Food & Drink

North Fork winery Sparkling Pointe toasts 20 years   

When French winemaker Gilles Martin moved to New York in 1997 to support his wife, a linguistics professor at Rutgers University, he wasn’t sure exactly what he was going to do.

His specialty was in making sparkling wines — he came from prestigious vineyards like the Roederer Estate in Mendocino, Calif., and Delas Frères in France’s Rhône Valley — and New York wineries simply weren’t focused on fizzy brews. “There were a couple of people making sparkling wine at the time, but on a very, very small scale,” he tells Alexa.

Fast forward to today. Martin is the founding and head winemaker of Sparkling Pointe, a winery in Southold (on the North Fork of Long Island), which is celebrating its 20th anniversary this year.

French winemaker Gilles Martin also creates fizzy concoctions for other vineyards in the region. Doug Young Photography

Unlike other wineries that diversify its offerings, Sparkling Pointe focuses exclusively on the bubbly.
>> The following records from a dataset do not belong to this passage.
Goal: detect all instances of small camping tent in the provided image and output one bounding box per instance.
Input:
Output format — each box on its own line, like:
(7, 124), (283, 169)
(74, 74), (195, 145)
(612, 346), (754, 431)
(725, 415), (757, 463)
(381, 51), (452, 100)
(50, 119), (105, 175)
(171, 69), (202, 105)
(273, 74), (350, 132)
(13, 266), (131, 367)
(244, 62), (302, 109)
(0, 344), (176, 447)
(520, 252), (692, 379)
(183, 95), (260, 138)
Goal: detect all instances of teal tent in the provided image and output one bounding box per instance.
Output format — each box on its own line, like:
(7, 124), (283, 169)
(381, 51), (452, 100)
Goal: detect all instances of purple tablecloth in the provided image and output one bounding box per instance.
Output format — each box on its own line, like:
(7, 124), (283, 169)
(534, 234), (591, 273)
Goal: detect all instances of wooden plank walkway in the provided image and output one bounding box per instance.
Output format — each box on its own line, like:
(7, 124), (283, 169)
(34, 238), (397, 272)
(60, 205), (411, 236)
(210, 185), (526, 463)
As its tagline puts it, “If it’s not Sparkling, what’s the Pointe?”

The winery makes bubbly wine varietals under its own brand name (from $30), winning prestigious awards. The Topaz Impérial rosé and Reserve blanc de blancs, for example, have taken home medals at The Champagne & Sparkling Wine World Championships, beating competitors from around the world, including France.

And it also helps dozens of wineries, both on the North Fork and in upstate New York, make their own sparkling wines. “We act as a custom crush facility,” explains Michael Falcetta, the winery’s general manager. “The way we make it uses very specialized equipment, and we have that, so we assist the other wineries.”

Indeed, Martin has long insisted that the label’s wines be made using the méthode Champenoise, during which the wine goes through a second fermentation inside the bottle. “The result is that the wine ages in contact with the yeast for one to eight years, and during that time it gains an aromatic profile like a brioche — toasted and doughy,” he says.

Sparkling Pointe is celebrating two decades of making bubbly on the North Fork. Doug Young Photography

Getting those results requires a complex process by which yeast and sugar is added to the wine to increase pressure and produce carbon dioxide, forming the bubbles. After months, sometimes years, the bottles are riddled, meaning they are rotated slowly to trap extra sediment into the neck of the bottle.

Then, through disgorgement, pressure pushes out the sediment. After that, a liqueur de dosage, a mixture of wine and sugar, is added, and the cork and wine hood are popped on. The process takes expensive and rare equipment, Martin notes. “Our neighbors are not equipped to do that.”

Over the years, he’s found making sparkling wine in the United States has its perks. “In the US, we don’t have the same regulations they have in Europe,” he says. “For example, in Champagne, [France], you can only use approved grape varieties. Here on Long Island, I can use whatever I want: merlot, muscat.” Martin even makes a sparkling red — something that does not happen frequently in Champagne.

Its own bottles (from $30) have taken home medals at The Champagne & Sparkling Wine World Championships. Doug Young Photography

Another advantage of creating fizzy brews on Long Island? You can pick the grapes earlier than other varieties. “We usually kick off harvest in the very, very, very beginning of September,” he explains.

“The way the climate has changed over the years is that in the fall, you run into the storm and hurricane season. We are lucky that in most cases we’ve already had our grapes picked and pressed before the difficult weather comes along.”

Then there’s the fact that while general US wine consumption has decreased, the demand for sparkling wine has increased — especially in the Hamptons.

Cheers to a tasting paired with caviar, cheese and potato chips this summer. Doug Young Photography

This summer, those looking to pop some local bubbly can stop by Sparkling Pointe’s tasting room, where wines are matched with caviar, cheese from a dairy farm up the road and even local potato chips. “It’s a classic pairing,” he notes of serving sparklers with snacks. The winery will also offer oyster tasting events and lobster roll pairings in the coming months, as well as a salon series with themed dinners in the city and the Hamptons.

The goal, says Falcetta, is to show people that sparkling wine is something they can drink all the time: “I think we are helping to break the notion that it is only for celebration.”

But it’s always a great choice for a 20th anniversary.